Proposals to determine whether students are more suited to degrees leading to chartered or incorporated status on the basis of A-level results could be abandoned in the face of continued opposition from the Engineering Professors’ Council and the Committee of Vice-Chancellors and Principals, it emerged this week.
`It seems to be illogical to assume that you can assure the quality of output [degree results] by specifying input standards [A-level results],’ said Professor Barry Plumb, chairman of the Engineering Professors’ Council.
The proposals are part of Sartor 97 – the Engineering Council-led programme to raise engineering education standards. Sartor’s prescriptive approach to entry standards was `illogical and flies in the face of experience in higher education and in engineering in particular’ where entry requirements had successfully been broadened,’ said Plumb.
His opponents say there is not enough comparability between degrees from different institutions.

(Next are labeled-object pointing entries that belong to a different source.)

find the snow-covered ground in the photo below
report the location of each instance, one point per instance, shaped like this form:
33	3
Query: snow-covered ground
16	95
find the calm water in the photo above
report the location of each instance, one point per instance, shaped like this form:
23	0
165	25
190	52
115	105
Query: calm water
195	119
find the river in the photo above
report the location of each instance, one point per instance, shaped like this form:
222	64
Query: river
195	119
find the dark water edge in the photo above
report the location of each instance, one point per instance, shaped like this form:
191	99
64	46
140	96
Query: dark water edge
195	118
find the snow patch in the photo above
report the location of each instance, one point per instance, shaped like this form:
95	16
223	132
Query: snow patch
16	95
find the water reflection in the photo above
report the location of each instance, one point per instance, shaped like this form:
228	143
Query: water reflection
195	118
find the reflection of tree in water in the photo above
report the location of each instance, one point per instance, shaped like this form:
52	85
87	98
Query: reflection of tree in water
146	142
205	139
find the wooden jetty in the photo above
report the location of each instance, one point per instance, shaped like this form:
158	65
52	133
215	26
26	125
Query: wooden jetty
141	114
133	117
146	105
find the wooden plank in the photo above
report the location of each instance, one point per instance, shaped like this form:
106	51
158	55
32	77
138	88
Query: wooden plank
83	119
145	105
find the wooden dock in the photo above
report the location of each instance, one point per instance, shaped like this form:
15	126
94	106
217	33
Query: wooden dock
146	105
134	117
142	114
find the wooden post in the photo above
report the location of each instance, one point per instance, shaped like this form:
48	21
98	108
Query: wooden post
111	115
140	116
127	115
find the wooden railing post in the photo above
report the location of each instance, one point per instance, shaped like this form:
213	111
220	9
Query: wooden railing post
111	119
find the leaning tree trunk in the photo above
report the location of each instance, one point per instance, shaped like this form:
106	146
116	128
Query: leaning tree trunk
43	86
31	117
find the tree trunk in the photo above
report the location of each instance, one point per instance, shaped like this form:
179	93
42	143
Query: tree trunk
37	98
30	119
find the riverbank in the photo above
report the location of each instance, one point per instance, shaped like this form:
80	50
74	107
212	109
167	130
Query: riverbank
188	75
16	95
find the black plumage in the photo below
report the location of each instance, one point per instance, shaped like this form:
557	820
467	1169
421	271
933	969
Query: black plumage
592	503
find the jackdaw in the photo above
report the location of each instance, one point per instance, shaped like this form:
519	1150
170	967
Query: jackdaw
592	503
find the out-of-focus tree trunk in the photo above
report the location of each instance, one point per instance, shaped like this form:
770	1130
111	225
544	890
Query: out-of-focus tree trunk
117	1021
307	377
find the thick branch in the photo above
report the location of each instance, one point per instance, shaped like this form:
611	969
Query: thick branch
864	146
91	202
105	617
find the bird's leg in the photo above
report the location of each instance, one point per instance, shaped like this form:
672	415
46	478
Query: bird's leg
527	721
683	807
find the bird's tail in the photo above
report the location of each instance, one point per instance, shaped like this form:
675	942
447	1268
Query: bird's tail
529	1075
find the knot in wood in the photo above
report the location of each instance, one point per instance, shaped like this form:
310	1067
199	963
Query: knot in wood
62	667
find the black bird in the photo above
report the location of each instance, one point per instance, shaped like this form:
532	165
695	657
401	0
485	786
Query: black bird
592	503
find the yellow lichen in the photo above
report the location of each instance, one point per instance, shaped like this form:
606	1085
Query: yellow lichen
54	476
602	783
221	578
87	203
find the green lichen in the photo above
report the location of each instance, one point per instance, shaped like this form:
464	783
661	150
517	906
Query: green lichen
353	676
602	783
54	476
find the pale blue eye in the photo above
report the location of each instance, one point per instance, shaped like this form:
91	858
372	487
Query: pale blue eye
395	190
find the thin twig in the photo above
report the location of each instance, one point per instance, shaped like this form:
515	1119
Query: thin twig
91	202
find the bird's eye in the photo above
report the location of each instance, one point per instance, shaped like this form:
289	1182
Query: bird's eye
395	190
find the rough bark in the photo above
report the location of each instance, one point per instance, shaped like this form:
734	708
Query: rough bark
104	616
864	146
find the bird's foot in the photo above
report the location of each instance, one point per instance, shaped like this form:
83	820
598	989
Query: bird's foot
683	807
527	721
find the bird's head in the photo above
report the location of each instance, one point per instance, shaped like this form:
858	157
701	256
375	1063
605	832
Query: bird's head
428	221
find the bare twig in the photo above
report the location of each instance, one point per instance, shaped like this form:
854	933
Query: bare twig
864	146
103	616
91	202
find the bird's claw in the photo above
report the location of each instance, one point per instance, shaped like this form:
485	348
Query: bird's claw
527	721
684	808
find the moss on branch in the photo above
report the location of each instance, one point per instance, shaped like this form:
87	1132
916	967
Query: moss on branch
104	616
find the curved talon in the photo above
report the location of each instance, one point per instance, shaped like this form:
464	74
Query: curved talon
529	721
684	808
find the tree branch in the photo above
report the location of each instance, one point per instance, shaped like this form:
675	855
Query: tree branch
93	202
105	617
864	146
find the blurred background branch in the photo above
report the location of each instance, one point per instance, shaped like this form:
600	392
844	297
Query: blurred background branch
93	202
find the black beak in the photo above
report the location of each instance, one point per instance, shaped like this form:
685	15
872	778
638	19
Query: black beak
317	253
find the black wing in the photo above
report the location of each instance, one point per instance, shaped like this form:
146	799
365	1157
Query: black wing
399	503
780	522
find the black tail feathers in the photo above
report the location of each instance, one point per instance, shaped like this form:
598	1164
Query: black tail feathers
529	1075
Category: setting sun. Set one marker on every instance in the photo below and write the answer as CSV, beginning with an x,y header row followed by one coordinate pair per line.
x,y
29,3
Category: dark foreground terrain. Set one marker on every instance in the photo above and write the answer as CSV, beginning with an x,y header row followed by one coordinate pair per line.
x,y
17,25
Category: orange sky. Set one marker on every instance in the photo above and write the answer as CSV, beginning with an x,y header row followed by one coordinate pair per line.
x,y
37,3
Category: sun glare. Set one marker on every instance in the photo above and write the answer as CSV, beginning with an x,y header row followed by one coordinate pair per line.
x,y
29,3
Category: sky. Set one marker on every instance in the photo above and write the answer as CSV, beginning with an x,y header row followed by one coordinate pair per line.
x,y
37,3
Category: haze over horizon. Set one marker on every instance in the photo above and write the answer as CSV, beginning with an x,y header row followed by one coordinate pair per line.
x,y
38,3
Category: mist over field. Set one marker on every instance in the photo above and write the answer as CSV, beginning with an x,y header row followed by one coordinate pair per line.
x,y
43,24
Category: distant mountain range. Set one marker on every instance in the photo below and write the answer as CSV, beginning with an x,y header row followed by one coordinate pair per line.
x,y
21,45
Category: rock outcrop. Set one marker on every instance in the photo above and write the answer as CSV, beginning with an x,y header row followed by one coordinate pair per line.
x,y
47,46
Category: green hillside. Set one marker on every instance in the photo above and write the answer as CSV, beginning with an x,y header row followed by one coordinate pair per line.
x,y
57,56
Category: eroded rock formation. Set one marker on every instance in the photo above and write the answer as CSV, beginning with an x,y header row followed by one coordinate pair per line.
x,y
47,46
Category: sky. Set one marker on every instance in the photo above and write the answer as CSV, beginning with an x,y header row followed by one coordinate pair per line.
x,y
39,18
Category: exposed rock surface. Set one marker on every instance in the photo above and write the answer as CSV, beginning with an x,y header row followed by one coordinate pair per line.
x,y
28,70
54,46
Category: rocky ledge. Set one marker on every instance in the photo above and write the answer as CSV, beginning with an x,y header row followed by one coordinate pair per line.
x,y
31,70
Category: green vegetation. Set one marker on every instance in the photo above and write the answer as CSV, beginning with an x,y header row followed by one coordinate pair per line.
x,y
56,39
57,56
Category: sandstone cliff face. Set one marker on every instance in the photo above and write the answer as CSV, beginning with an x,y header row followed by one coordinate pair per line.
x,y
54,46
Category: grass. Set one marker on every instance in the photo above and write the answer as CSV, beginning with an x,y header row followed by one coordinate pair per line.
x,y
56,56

Plumb believes that the system of external examiners is doing its job of maintaining equivalence between different universities.
Professor Jack Levy, Engineering Council director for engineers’ regulation, admitted that difficulties remained to be resolved over entry qualifications to engineering degree courses under the Sartor 97 proposals.
The Engineering Council voted to go ahead with the Sartor 97 proposals on 28 May. A final version will not however be made available until after the Dearing report on further and higher education, expected in July.
Under the proposals as they stand, students with the equivalent of three B grades will be eligible for a four year MEng course.
This will be the main route to chartered status. Students with the equivalent of three Cs would join a three-year BEng degree leading to incorporated status.
The IMechE, IChemE and IEE have approved the general thrust of Sartor 97 and the proposals are endorsed by the Royal Academy of Engineering, the DTI and the EEF.
Levy said there were `no major outstanding difficulties except for entry standards’.